Wearing a mask reduces the risk of infection even more. On average, we assume an overall effect of about 50 percent. This is the result of a study we did with lay people, i.e., non-medics. They were asked to put on their masks in the same way as they do in everyday life to the best of their knowledge. And we came to the conclusion that the dose of aerosol particles is reduced by about half when the mask is worn.
Does this apply to all types, both self-sewn masks and FFP2 masks?
FFP2 masks are better in terms of protection. A higher effect can be expected. However, I think - without having evaluated this statistically - in everyday life the masks are often not worn properly, because it is much harder to breathe with FFP2 masks. As soon as the mask is loosened, more air naturally flows out and more aerosol particles float around. The stated protection of 95 per cent, which is supposedly always provided by FFP2 masks, is probably never really achieved. 70 per cent would be more realistic.
Again, about schools. Could special air filters minimise the risk in classrooms?
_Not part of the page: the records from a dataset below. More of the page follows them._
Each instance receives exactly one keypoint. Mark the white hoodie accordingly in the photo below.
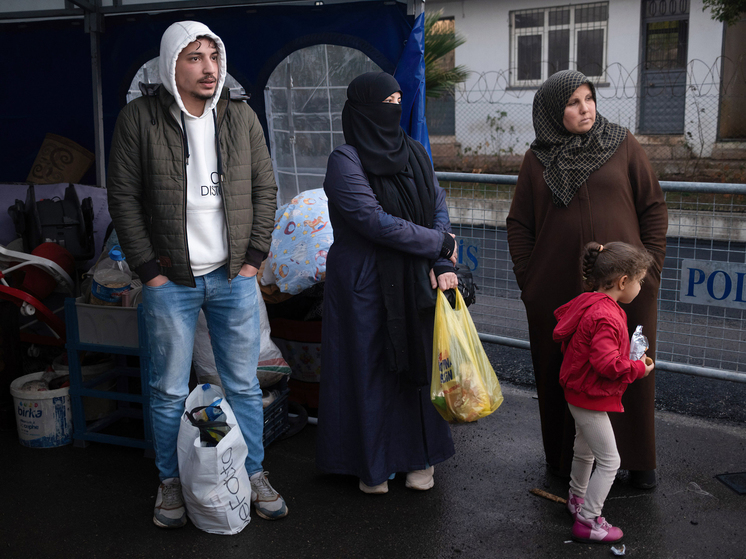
(207, 236)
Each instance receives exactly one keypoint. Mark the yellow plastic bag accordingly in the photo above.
(464, 386)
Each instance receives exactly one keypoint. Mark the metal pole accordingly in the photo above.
(94, 24)
(415, 7)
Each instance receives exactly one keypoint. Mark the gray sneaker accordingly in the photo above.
(169, 505)
(268, 503)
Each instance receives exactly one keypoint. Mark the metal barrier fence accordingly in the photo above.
(702, 301)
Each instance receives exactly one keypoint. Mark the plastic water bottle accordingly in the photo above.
(111, 279)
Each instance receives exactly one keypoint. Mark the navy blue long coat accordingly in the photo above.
(368, 427)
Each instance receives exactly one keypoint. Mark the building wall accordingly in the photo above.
(487, 94)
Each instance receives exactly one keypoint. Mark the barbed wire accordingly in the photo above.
(702, 79)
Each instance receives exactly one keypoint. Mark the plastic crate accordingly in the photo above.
(104, 325)
(276, 414)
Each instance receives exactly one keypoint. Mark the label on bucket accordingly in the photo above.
(44, 423)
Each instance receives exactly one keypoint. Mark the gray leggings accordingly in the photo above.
(594, 439)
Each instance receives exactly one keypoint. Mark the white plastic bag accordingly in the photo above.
(214, 482)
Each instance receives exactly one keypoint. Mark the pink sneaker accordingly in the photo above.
(573, 504)
(595, 531)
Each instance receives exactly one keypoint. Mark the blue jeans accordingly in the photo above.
(171, 313)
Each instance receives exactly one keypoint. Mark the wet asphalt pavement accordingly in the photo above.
(97, 502)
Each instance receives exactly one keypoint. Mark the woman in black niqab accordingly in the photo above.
(392, 248)
(400, 175)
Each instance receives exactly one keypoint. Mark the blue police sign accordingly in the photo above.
(720, 284)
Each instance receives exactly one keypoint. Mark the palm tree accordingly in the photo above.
(440, 41)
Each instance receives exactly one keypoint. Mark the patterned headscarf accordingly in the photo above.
(569, 158)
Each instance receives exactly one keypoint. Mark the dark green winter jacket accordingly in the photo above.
(147, 187)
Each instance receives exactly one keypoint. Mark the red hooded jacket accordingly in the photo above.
(596, 367)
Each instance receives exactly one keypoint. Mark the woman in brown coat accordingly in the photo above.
(584, 179)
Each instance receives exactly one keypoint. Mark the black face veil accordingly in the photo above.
(401, 177)
(372, 126)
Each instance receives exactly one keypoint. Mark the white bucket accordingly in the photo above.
(44, 419)
(93, 408)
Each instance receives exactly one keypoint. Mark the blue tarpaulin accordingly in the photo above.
(410, 73)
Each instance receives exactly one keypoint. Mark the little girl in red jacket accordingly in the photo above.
(596, 370)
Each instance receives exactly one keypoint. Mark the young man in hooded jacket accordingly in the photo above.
(192, 195)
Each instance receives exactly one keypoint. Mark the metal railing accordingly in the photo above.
(702, 301)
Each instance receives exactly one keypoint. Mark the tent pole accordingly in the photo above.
(94, 24)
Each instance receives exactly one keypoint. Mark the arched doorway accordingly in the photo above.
(304, 97)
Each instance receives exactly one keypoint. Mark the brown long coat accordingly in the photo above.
(621, 201)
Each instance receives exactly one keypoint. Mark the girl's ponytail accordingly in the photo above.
(602, 265)
(588, 260)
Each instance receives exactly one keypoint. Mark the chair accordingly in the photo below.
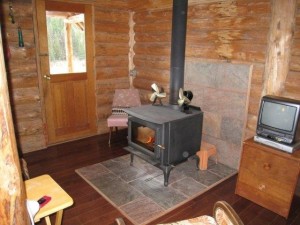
(223, 214)
(123, 98)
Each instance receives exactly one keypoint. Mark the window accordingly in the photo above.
(66, 42)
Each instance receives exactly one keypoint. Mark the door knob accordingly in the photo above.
(47, 77)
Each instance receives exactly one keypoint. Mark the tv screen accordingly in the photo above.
(278, 119)
(278, 116)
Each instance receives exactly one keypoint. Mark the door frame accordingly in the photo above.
(90, 65)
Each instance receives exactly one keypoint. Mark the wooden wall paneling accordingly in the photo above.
(22, 75)
(291, 86)
(131, 52)
(233, 31)
(111, 52)
(279, 46)
(12, 189)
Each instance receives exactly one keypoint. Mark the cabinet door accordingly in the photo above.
(267, 179)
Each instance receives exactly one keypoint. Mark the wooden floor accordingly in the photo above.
(90, 208)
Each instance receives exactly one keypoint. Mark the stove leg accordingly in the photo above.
(197, 161)
(166, 170)
(131, 159)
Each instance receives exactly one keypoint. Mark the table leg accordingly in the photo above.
(47, 219)
(58, 218)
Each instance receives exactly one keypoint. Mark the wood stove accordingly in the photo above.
(164, 136)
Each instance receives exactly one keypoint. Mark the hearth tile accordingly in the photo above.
(206, 178)
(93, 171)
(123, 169)
(188, 187)
(142, 209)
(166, 197)
(202, 176)
(175, 176)
(115, 189)
(147, 167)
(221, 170)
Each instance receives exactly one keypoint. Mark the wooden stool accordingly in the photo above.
(205, 152)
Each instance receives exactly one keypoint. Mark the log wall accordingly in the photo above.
(111, 57)
(292, 83)
(111, 66)
(218, 31)
(23, 76)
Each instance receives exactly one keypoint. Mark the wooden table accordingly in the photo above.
(44, 185)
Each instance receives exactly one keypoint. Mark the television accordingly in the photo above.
(278, 119)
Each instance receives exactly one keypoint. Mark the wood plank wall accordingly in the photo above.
(111, 63)
(292, 83)
(219, 30)
(23, 76)
(230, 31)
(111, 50)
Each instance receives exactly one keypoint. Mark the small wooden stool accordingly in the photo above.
(205, 152)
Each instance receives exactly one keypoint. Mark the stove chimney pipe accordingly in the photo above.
(179, 21)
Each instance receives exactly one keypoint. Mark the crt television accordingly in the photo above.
(278, 119)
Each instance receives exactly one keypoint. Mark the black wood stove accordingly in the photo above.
(164, 136)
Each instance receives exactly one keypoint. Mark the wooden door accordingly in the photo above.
(70, 106)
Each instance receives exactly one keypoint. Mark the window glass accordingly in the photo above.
(66, 42)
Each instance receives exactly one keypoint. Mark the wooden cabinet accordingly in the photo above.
(268, 176)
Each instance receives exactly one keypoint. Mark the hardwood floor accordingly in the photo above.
(90, 208)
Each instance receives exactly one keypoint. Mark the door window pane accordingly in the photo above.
(66, 42)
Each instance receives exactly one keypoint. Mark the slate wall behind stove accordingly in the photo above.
(221, 90)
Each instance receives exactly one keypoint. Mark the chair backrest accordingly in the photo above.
(125, 98)
(224, 214)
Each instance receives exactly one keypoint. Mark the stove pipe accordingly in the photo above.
(179, 20)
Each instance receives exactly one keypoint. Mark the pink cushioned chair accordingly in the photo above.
(123, 98)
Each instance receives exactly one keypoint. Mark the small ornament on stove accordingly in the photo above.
(185, 98)
(157, 94)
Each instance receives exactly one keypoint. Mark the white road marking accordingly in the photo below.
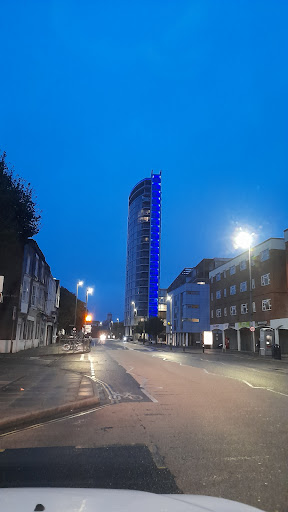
(245, 382)
(57, 420)
(148, 394)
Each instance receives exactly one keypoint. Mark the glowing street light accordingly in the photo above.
(169, 299)
(243, 239)
(80, 283)
(89, 291)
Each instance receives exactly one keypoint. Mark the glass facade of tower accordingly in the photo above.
(143, 251)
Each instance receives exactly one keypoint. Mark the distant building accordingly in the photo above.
(29, 312)
(143, 252)
(162, 305)
(188, 304)
(107, 322)
(230, 314)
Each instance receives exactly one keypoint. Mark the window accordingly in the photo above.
(41, 299)
(265, 279)
(29, 330)
(265, 255)
(266, 305)
(42, 272)
(25, 290)
(244, 309)
(36, 265)
(34, 295)
(37, 329)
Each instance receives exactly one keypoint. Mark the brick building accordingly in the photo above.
(29, 311)
(231, 315)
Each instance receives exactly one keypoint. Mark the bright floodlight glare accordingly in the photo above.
(243, 240)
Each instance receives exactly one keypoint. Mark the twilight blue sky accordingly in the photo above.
(95, 94)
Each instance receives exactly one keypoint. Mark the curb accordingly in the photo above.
(28, 419)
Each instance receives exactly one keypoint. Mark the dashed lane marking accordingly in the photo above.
(57, 420)
(148, 395)
(246, 382)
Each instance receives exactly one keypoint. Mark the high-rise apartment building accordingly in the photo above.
(143, 252)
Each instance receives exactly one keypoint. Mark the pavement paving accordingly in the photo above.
(32, 388)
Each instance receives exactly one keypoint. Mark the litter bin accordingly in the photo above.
(277, 352)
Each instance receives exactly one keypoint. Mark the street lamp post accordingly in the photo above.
(80, 283)
(132, 316)
(244, 240)
(169, 298)
(89, 291)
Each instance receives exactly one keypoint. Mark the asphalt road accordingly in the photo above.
(212, 423)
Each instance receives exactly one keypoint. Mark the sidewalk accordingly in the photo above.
(31, 390)
(210, 351)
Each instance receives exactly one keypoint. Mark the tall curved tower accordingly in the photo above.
(143, 252)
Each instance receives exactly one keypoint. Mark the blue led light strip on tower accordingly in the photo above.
(155, 225)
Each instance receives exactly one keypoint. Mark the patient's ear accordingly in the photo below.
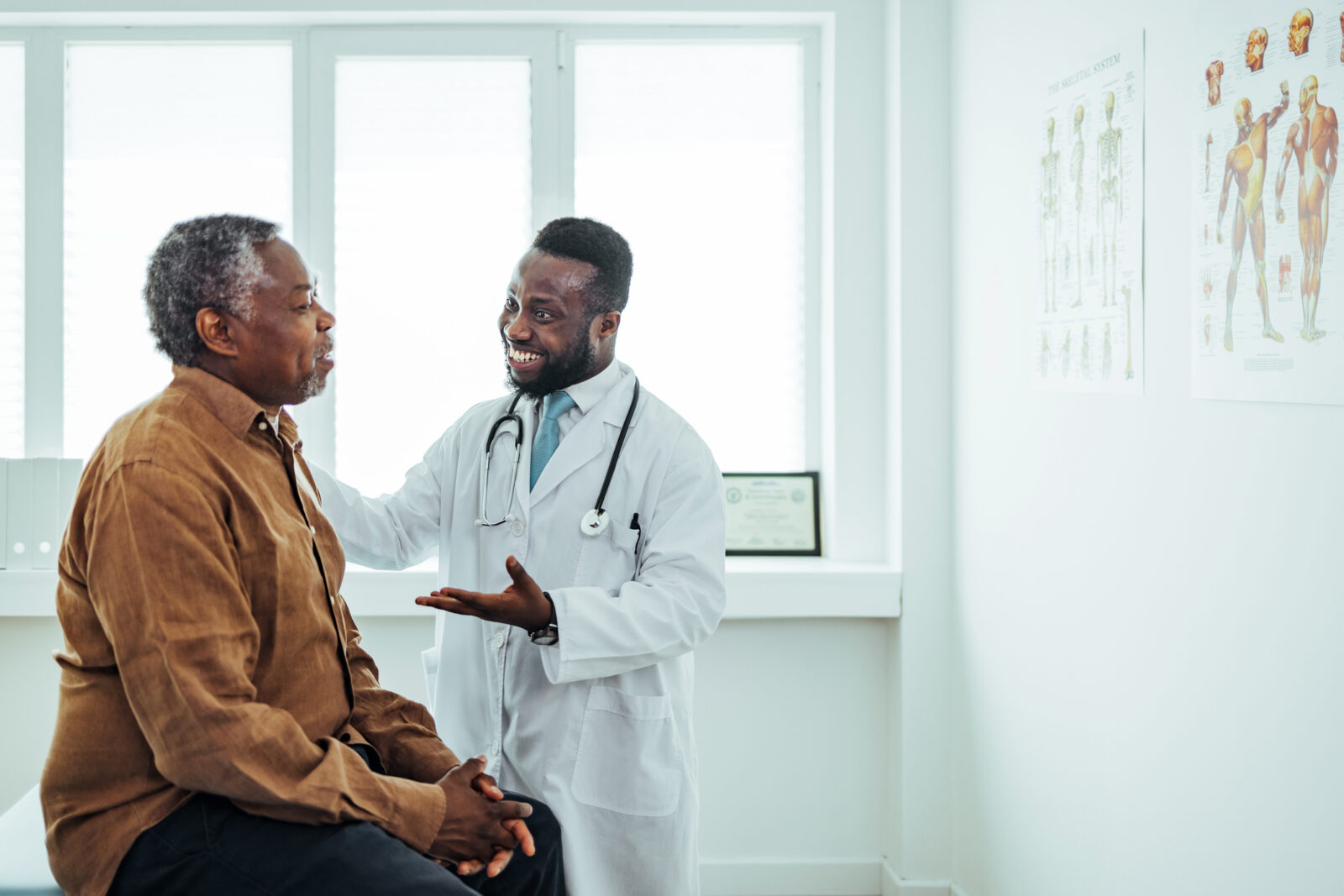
(217, 332)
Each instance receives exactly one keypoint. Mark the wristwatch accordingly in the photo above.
(550, 633)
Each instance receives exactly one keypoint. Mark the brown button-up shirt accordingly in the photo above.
(207, 647)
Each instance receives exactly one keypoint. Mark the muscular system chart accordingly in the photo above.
(1267, 317)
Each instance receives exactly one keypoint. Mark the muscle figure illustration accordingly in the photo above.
(1256, 43)
(1110, 197)
(1300, 31)
(1314, 141)
(1209, 150)
(1050, 208)
(1075, 172)
(1247, 167)
(1105, 355)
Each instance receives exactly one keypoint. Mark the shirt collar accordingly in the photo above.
(591, 390)
(230, 405)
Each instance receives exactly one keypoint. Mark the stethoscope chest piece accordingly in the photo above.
(595, 523)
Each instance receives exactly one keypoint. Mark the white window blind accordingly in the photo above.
(433, 208)
(696, 154)
(11, 250)
(155, 134)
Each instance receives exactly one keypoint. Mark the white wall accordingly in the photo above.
(918, 842)
(1148, 610)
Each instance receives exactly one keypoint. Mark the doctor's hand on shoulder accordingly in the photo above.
(523, 604)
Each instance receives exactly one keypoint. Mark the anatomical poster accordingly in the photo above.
(1088, 309)
(1268, 322)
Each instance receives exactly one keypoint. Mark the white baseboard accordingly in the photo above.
(790, 878)
(895, 886)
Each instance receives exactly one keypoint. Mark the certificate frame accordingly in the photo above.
(796, 537)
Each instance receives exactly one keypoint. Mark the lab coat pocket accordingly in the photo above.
(608, 559)
(629, 757)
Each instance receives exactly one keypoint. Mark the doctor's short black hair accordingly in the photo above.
(584, 239)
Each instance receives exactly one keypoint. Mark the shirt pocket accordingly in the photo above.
(629, 757)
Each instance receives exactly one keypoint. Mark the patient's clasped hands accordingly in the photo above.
(480, 828)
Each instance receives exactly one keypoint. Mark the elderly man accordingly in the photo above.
(221, 730)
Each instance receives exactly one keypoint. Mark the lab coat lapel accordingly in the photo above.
(578, 446)
(588, 438)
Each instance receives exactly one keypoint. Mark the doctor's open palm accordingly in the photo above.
(523, 604)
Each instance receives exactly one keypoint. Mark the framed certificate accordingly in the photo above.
(773, 515)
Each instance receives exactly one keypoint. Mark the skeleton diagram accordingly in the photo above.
(1075, 170)
(1214, 76)
(1110, 202)
(1105, 355)
(1050, 208)
(1300, 31)
(1247, 165)
(1314, 141)
(1129, 338)
(1085, 355)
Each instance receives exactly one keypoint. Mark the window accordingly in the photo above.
(412, 168)
(719, 300)
(11, 250)
(155, 134)
(433, 203)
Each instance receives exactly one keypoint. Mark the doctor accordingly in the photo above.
(586, 559)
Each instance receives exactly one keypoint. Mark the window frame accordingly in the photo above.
(855, 527)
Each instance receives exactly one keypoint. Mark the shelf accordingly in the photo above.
(759, 589)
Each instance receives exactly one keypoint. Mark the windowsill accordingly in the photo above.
(759, 589)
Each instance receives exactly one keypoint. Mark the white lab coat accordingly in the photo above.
(598, 726)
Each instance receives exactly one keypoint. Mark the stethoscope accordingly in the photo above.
(596, 520)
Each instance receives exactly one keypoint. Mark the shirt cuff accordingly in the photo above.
(417, 812)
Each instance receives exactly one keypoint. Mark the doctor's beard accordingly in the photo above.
(559, 371)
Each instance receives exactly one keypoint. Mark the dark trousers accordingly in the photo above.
(212, 846)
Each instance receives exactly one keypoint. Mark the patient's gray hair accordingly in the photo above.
(203, 262)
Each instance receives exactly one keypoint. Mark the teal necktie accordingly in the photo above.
(549, 432)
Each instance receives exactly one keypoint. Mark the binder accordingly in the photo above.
(47, 513)
(71, 470)
(19, 512)
(4, 512)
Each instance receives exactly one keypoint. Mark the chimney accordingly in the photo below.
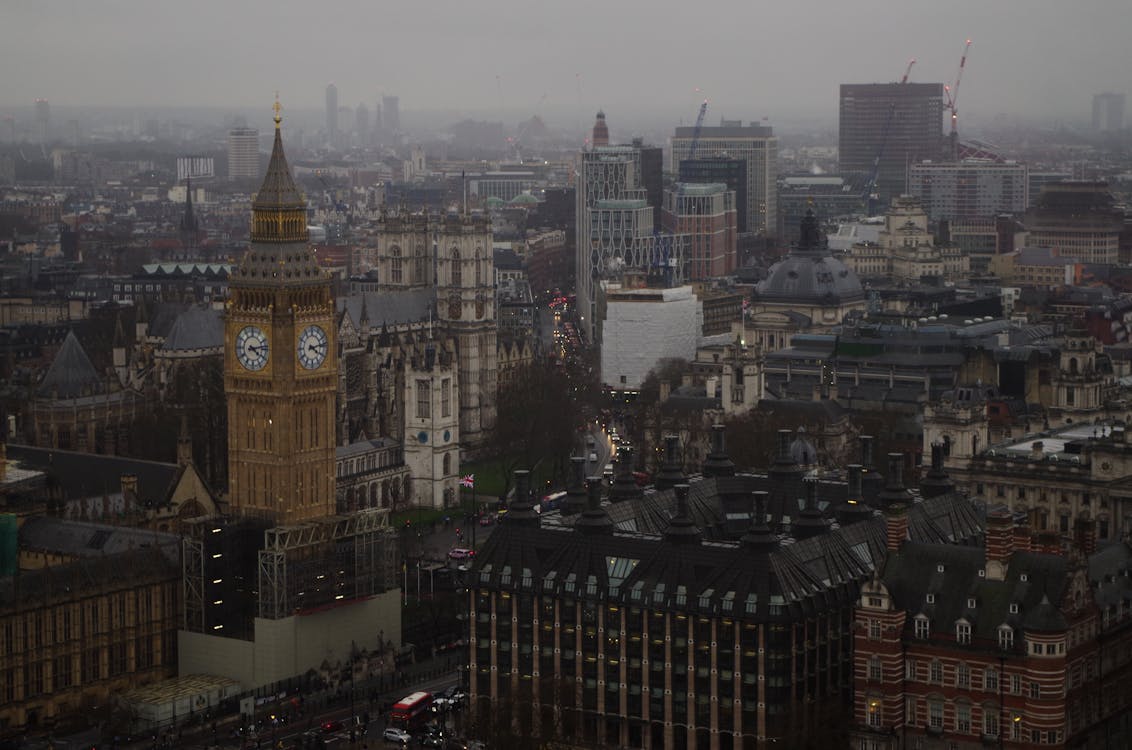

Let me put it this way: the air filters that are recommended are roughly equivalent in effect to the ventilation rules of the UBA. But that refers to relatively powerful devices for cleaning the air. My guess is that there is less ventilation when such devices are in use. And then the situational R-value would not be minimised - the air volume would remain the same. A positive effect would only occur if one did both: switch on the air filter and still open the windows regularly in accordance with the UBA recommendations. But even then, the dose would still be too high at the end of the school day.